Le joueur est loin d’être une exception parmi la Seleção, l’équipe nationale brésilienne. Depuis une dizaine d’années et les t-shirts « I belong to Jesus » de Kaka, les Brésiliens du ballon rond se sont faits les porte-étendards de la nouvelle vague religieuse qui bouleverse le paysage politique et culturel de leur pays.

 

Étrange branche du protestantisme

 

Dans ce qui était jusque-là le premier pays catholique du monde, l’Eglise de Rome est en passe de se faire supplanter par une multitude de structures tenues par les baptistes évangéliques. Dans son livre Jésus, t’aime ! La déferlante évangélique, aux éditions du Cerf, la journaliste française Lamia Oualalou a enquêté sur la montée de cette étrange branche du protestantisme qui est en train de changer radicalement la face du pays.

Les évangéliques brésiliens sont majoritairement issus du pentecôtisme, né aux États-Unis au début du siècle dernier. Dès les années 1950, le Brésil héberge la troisième communauté pentecôtiste au monde. A partir de ce moment, leur nombre explose, passant de 6 % de la population en 1970 à 22 % en 2010. Ils devraient faire jeu égal avec les catholiques d’ici 2030. Leur méthode : occuper le terrain, dans les rues comme dans les médias.

 

Chanter et danser pour éloigner le diable

 

A partir des années 1960, les Eglises se saisissent des canaux de télévision et des fréquences radio pour diffuser leur sainte et rigoriste parole – alcool et carnaval sont prohibés – et se faire connaître de toute la population. Les pentecôtistes entrent ainsi dans les favelas les plus reculées des grandes métropoles. C’est là que l’expansion de l’évangélisme est la plus forte, en périphérie de Rio de Janeiro et de Sao Paulo, où de petits temples voient le jour dans d’anciens garages.

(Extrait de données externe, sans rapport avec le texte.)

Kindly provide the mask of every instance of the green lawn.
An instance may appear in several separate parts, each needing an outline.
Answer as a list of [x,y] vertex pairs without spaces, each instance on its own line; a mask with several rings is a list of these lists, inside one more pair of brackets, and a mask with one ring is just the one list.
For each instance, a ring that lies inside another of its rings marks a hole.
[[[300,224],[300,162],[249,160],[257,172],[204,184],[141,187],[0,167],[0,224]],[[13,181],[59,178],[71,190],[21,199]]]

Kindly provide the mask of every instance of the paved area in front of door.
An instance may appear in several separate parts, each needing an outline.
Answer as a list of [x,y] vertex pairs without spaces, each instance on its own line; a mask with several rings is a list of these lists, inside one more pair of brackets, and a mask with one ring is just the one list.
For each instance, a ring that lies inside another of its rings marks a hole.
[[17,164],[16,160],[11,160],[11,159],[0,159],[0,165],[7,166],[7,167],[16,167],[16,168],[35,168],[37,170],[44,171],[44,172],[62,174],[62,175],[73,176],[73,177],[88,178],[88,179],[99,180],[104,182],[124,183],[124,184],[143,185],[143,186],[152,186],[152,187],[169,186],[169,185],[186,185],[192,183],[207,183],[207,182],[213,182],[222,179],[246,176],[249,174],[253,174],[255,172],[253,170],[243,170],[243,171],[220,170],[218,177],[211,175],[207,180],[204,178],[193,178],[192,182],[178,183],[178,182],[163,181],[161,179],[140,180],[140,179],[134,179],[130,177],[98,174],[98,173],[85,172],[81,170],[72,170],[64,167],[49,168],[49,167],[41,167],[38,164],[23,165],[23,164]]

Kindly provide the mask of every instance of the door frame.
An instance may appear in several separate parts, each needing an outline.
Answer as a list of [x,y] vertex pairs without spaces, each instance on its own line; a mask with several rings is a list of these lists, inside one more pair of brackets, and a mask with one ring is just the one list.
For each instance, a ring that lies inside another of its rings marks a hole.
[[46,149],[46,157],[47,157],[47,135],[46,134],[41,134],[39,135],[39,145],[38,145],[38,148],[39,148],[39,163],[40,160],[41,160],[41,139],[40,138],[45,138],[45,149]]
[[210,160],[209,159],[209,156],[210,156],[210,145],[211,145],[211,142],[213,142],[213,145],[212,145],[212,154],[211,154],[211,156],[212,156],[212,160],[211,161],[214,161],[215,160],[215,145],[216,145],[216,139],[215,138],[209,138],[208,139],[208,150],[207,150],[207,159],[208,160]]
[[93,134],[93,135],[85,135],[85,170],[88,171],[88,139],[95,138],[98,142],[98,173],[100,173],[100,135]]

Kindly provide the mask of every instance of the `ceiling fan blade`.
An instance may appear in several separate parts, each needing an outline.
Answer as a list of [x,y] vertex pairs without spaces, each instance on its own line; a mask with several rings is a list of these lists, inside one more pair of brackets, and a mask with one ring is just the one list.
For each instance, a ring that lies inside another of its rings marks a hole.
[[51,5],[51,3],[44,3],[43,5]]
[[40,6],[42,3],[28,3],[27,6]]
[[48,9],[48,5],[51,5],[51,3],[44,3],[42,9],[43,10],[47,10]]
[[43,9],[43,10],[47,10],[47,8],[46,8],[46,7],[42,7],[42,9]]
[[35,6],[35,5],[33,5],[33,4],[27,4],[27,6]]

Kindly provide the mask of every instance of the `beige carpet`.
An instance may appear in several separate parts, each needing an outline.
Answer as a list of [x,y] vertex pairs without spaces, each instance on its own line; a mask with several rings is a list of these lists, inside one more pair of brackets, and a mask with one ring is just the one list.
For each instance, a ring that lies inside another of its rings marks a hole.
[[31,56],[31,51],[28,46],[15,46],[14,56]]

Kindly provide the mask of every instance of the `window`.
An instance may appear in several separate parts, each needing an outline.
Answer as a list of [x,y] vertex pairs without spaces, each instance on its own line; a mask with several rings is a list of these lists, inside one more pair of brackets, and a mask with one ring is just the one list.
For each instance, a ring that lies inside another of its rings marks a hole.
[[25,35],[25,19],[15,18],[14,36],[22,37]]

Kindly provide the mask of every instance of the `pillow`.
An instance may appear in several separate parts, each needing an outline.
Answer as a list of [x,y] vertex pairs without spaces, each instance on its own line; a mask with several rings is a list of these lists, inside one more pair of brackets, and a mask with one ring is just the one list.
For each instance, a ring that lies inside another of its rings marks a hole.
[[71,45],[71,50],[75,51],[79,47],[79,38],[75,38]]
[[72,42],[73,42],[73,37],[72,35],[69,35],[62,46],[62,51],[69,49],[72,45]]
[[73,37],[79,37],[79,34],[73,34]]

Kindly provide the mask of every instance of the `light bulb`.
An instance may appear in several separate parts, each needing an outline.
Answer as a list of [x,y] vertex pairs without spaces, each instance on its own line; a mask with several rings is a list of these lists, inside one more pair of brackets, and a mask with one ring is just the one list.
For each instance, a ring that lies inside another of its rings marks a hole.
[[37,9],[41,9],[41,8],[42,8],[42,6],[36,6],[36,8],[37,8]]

« Des chaises en plastique, un clavier électronique, une guitare et deux microphones suffisent au pasteur pour démarrer », écrit Lamia Oualalou. Le pasteur est généralement issu de la communauté où il officie », poursuit-elle. « Il y a parfois grandi, il s’y est marié, ses enfants y vont à l’école et souffrent de l’absence de l’État. »

Le culte évangélique, loin de l’ascétisme des premières Eglises, est aujourd’hui très ludique […]. Une fois par an, des millions d’évangéliques « chantent, dansent et prient pour éloigner le diable » lors de la Marche de Jésus organisée dans tout le pays. Toute la journée, des concerts des stars de la musique évangélique sont organisés – le Top50 brésilien ayant peu à peu cédé, face à la déferlante.

 

Prospérité contre sextoys bibliques

 

La musique, mais aussi les séries télé, les habits, les jeux de société ou même les planches de skate et les sextoys… chez les évangéliques, tout doit en effet être conforme avec la Bible. Impossible, dès lors, d’aller au temple en mini-short ou de boire du Coca Cola – face au « breuvage du diable » ils ont inventé le Juda Cola dont la recette aurait été dictée, disent-ils, par le Saint Esprit.

Par ailleurs, la consommation est au centre de la théologie, dite « de la prospérité ».

«S’enrichir, consommer, donner à l’Église : toutes les actions sont glorifiées pourvu qu’elles reviennent à Dieu », explique Lamia Oualalou.

D’autant qu’en face, Dieu doit garantir en retour bonheur et richesse au croyant. « Dieu a promis des bénédictions, mais pour les obtenir, le fidèle doit verser de l’argent pour démontrer sa foi », indique la journaliste. Ainsi, le pentecôtiste doit reverser 10 % de son salaire à son Eglise et est encouragé à faire d’autres dons, en argent comme en nature.

 

Empires médiatiques, ambitions politiques

 

Grâce à cette manne financière, les stations radio de télé-évangélisme des années 1970 ont laissé la place à d’importants empires médiatiques, de sorte que la deuxième chaîne de télévision du pays est détenue par une Eglise depuis 1990. Certains pasteurs deviennent des figures médiatiques, avec pour message la défense de la famille. Plusieurs d’entre eux se tournent aussi vers la politique, pour le compte de partis parfois créés par les Eglises.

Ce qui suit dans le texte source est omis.